Sunday, May 20, 2012

If it Walks like a Duck... Run the other Way


I don't pretend to be the smartest person in the room.

But I can define "credit default swap" and it's kissing cousin "credit derivative" in a single, one-syllable, word:

Bull.

When Wall Street gets cute, it's time to lock up your piggy bank and keep your hands in your pockets.

Why?  Because Wall Street and the "too big to fail" banks are practicing New Math.  You remember New Math???  Tom Lehrer, an MIT math professor, wrote/sang a satiric ditty about it. 


Mae West had her own take on New Math.  "One and one is two, and two and two is four, and five will get you ten if you know how to work it." (wink)

Honey, if they can't make it work for themselves -- may I say $2 billion loss? -- how are they gonna make it work for you?   They're not.  You are the least of their worries.

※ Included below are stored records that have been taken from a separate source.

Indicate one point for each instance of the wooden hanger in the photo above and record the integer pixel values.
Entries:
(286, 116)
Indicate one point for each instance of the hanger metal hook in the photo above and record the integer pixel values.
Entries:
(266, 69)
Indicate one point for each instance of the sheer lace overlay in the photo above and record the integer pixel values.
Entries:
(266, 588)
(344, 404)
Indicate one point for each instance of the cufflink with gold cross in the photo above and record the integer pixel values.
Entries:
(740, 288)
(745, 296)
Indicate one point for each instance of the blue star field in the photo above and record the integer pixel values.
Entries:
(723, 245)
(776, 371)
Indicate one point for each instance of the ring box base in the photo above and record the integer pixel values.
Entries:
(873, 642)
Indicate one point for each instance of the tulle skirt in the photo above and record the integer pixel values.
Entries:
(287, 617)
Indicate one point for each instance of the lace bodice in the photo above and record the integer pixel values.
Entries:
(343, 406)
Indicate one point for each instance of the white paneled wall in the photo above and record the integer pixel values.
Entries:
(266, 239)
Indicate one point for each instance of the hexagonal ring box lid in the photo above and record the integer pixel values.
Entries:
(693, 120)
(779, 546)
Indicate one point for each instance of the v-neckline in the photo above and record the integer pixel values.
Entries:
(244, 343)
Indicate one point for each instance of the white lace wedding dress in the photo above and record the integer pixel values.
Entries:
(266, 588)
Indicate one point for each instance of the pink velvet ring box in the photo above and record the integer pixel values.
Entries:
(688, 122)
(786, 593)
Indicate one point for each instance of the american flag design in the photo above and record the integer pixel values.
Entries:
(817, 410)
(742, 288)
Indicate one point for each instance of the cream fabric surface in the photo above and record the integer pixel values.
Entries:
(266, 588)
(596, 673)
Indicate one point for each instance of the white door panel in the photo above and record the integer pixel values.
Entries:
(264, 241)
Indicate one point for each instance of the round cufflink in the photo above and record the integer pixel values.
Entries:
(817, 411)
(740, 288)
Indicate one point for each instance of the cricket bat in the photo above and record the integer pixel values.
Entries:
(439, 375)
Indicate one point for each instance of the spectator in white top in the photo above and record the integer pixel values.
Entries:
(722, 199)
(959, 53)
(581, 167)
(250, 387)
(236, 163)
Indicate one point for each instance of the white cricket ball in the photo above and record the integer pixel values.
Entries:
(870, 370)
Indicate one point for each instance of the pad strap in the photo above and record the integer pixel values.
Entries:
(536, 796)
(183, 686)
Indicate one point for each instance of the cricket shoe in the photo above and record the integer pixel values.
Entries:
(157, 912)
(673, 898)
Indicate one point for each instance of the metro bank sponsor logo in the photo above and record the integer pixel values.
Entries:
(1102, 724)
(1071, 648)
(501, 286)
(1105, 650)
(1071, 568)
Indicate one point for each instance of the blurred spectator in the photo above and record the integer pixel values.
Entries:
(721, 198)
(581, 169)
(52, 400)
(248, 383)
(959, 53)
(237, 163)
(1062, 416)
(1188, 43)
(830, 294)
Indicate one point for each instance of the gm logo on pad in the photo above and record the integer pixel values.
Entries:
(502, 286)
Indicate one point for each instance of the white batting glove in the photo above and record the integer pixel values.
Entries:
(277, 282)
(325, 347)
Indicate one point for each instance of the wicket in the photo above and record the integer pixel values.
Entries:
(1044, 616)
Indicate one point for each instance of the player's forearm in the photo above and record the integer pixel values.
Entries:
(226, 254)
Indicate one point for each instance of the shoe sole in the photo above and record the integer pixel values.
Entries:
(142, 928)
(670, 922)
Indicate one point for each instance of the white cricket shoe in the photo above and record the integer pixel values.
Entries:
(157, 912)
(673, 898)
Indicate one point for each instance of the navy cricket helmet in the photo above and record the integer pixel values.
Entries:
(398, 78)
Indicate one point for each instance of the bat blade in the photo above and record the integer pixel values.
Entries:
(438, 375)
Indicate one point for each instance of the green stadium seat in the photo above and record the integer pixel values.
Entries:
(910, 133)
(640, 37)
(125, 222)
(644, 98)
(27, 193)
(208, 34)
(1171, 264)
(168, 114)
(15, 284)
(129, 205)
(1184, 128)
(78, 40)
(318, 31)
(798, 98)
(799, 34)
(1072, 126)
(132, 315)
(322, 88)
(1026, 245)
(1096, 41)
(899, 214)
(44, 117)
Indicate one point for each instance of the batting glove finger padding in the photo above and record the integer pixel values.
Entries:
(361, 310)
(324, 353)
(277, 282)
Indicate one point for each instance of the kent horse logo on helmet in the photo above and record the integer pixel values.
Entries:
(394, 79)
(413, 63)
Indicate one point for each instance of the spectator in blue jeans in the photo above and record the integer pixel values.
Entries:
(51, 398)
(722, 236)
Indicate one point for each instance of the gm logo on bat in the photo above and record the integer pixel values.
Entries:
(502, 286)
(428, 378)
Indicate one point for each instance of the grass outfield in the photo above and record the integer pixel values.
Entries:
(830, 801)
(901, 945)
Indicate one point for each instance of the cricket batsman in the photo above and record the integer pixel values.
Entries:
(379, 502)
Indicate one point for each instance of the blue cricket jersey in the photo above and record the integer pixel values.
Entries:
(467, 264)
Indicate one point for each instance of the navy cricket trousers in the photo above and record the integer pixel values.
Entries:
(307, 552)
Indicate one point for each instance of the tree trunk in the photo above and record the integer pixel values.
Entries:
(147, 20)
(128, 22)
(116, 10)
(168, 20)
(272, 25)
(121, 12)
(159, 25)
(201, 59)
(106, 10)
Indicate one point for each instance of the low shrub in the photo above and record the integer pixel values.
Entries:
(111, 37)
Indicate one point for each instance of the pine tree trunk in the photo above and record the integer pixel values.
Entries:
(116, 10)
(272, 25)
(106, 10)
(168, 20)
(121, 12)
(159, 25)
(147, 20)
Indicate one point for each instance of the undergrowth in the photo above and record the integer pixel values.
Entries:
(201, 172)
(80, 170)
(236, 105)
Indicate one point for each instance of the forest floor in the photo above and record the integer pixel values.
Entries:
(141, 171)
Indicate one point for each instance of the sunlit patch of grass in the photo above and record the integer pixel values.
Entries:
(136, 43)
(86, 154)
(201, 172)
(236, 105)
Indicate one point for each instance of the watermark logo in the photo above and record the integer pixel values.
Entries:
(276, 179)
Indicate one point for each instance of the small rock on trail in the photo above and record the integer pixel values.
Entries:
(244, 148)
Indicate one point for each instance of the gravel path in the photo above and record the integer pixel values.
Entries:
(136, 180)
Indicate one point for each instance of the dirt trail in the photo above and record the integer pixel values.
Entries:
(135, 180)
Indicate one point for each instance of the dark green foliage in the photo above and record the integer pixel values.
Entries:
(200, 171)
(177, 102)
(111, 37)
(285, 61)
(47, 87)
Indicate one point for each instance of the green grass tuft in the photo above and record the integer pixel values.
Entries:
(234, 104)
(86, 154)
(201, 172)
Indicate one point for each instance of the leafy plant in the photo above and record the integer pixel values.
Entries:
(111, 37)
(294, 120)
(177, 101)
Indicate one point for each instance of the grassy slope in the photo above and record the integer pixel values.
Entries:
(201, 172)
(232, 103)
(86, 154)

I find it interesting how many times the word "bet" has been used recently in the financial press describing the $2 billion loss.  Bet?  You bet on horses, you bet in a casino.  The truth is finally out.  Wall Street does not practice an exact science.  It bets.  And then it hedges its bets.  If you play blackjack, you know what that's about.  It's called "buying insurance."  Asking for a mulligan if the bet goes sour.  A do-over at someone else's expense.  Guess what?  You lose both times.  First in the original investment (bet) if your money is at stake, and secondly if you own stock in the insurance company that covered the bet.  

I don't think any of us want to keep our money under our mattresses, but it may be the safest place.  When Wall Street sings its siren song, stick your fingers in your ears and sing along with Tom.